Jumping is Nice — But Think Twice

May 18, 2015

hometrampoline (3)As summer approaches, parents worry about trampoline injuries. Their worries are justified.

Trampoline use is a frequent cause of spinal cord injuries with two-thirds of injuries reported in children between the ages of 6, and 14 and 15% of injuries reported in children under the age of 6, according to the American Spinal Injury Association. In fact, the risk of injury is so high that the American Academy of Pediatrics (AAP) strongly discourages using trampolines at home.

According to a recent AAP study, most childhood trampoline injuries occur when multiple jumpers use the mat. Spinal cord injuries also occur with falls off the trampoline, or with attempts at somersaults and flips. The same study also revealed that not much is being done to discourage the sale and use of the popular toy in a residential setting.

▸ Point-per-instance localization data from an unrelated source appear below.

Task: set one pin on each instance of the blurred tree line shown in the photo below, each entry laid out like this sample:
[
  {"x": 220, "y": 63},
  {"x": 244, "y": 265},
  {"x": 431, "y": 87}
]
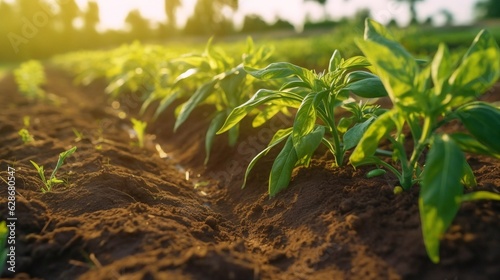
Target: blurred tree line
[{"x": 41, "y": 28}]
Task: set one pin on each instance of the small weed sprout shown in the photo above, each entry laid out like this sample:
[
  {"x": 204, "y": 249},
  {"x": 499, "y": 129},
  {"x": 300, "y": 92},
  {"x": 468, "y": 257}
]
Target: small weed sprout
[
  {"x": 52, "y": 181},
  {"x": 25, "y": 135},
  {"x": 139, "y": 129},
  {"x": 30, "y": 76}
]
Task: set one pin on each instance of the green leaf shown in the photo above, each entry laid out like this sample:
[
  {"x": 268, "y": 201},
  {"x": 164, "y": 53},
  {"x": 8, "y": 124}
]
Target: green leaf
[
  {"x": 265, "y": 114},
  {"x": 281, "y": 70},
  {"x": 308, "y": 143},
  {"x": 305, "y": 119},
  {"x": 479, "y": 69},
  {"x": 468, "y": 178},
  {"x": 441, "y": 68},
  {"x": 260, "y": 97},
  {"x": 335, "y": 61},
  {"x": 215, "y": 124},
  {"x": 355, "y": 62},
  {"x": 367, "y": 88},
  {"x": 482, "y": 120},
  {"x": 199, "y": 96},
  {"x": 278, "y": 137},
  {"x": 440, "y": 191},
  {"x": 393, "y": 64},
  {"x": 470, "y": 144},
  {"x": 379, "y": 129},
  {"x": 60, "y": 161},
  {"x": 281, "y": 171},
  {"x": 480, "y": 195},
  {"x": 353, "y": 136}
]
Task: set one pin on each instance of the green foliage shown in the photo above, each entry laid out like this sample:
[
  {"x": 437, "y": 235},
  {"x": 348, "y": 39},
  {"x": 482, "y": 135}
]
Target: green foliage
[
  {"x": 317, "y": 97},
  {"x": 425, "y": 98},
  {"x": 25, "y": 135},
  {"x": 139, "y": 128},
  {"x": 52, "y": 181},
  {"x": 30, "y": 77}
]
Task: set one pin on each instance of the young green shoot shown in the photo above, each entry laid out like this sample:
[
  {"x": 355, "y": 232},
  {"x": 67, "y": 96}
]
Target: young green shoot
[
  {"x": 139, "y": 128},
  {"x": 52, "y": 181}
]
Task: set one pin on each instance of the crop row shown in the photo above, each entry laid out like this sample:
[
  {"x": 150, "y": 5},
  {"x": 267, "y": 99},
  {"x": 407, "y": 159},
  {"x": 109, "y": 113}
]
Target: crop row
[{"x": 426, "y": 95}]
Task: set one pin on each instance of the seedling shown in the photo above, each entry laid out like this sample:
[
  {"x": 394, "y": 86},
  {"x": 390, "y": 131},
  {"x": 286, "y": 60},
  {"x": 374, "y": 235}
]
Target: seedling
[
  {"x": 139, "y": 129},
  {"x": 426, "y": 98},
  {"x": 25, "y": 135},
  {"x": 30, "y": 77},
  {"x": 52, "y": 181},
  {"x": 317, "y": 97},
  {"x": 4, "y": 232}
]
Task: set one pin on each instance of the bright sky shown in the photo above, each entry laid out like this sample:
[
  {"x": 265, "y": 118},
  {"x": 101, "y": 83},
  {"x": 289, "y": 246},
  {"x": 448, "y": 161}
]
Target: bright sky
[{"x": 113, "y": 12}]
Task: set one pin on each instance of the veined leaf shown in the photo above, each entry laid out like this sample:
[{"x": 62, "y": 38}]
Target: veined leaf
[
  {"x": 308, "y": 143},
  {"x": 440, "y": 191},
  {"x": 260, "y": 97},
  {"x": 215, "y": 124},
  {"x": 353, "y": 136},
  {"x": 368, "y": 144},
  {"x": 482, "y": 120},
  {"x": 469, "y": 144},
  {"x": 304, "y": 119},
  {"x": 283, "y": 165},
  {"x": 367, "y": 88},
  {"x": 281, "y": 70},
  {"x": 278, "y": 137},
  {"x": 199, "y": 96},
  {"x": 335, "y": 61}
]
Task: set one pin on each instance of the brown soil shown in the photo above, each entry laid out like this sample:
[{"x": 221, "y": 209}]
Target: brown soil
[{"x": 126, "y": 213}]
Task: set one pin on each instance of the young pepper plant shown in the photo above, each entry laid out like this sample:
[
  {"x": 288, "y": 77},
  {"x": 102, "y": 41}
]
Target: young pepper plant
[
  {"x": 316, "y": 96},
  {"x": 424, "y": 100},
  {"x": 218, "y": 79}
]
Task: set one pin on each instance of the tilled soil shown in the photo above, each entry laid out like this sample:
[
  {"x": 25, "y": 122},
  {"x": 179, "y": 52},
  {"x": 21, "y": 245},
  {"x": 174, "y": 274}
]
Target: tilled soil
[{"x": 127, "y": 213}]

Preventive measures include experienced supervision, properly secured netting around the trampoline to reduce the number of falls, and not overcrowding the mat surface. The most catastrophic of spinal cord injuries occur when failed somersaults or flips cause hyperflexion or hyperextension of the cervical spine.

The AAP states, “Many parents and supervising adults do not appear to be aware of key components of trampoline safety, such as limiting use to one user at a time.” The AAP also concludes “Somersaults and flips should not be performed in a recreational setting.”

The recent growth of trampoline use as a competitive sport, the emergence of commercial indoor parks, and the more recently recognized patterns of catastrophic injuries associated with recreational trampoline use, has prompted the AAP to review the current warnings and literature sold with trampolines.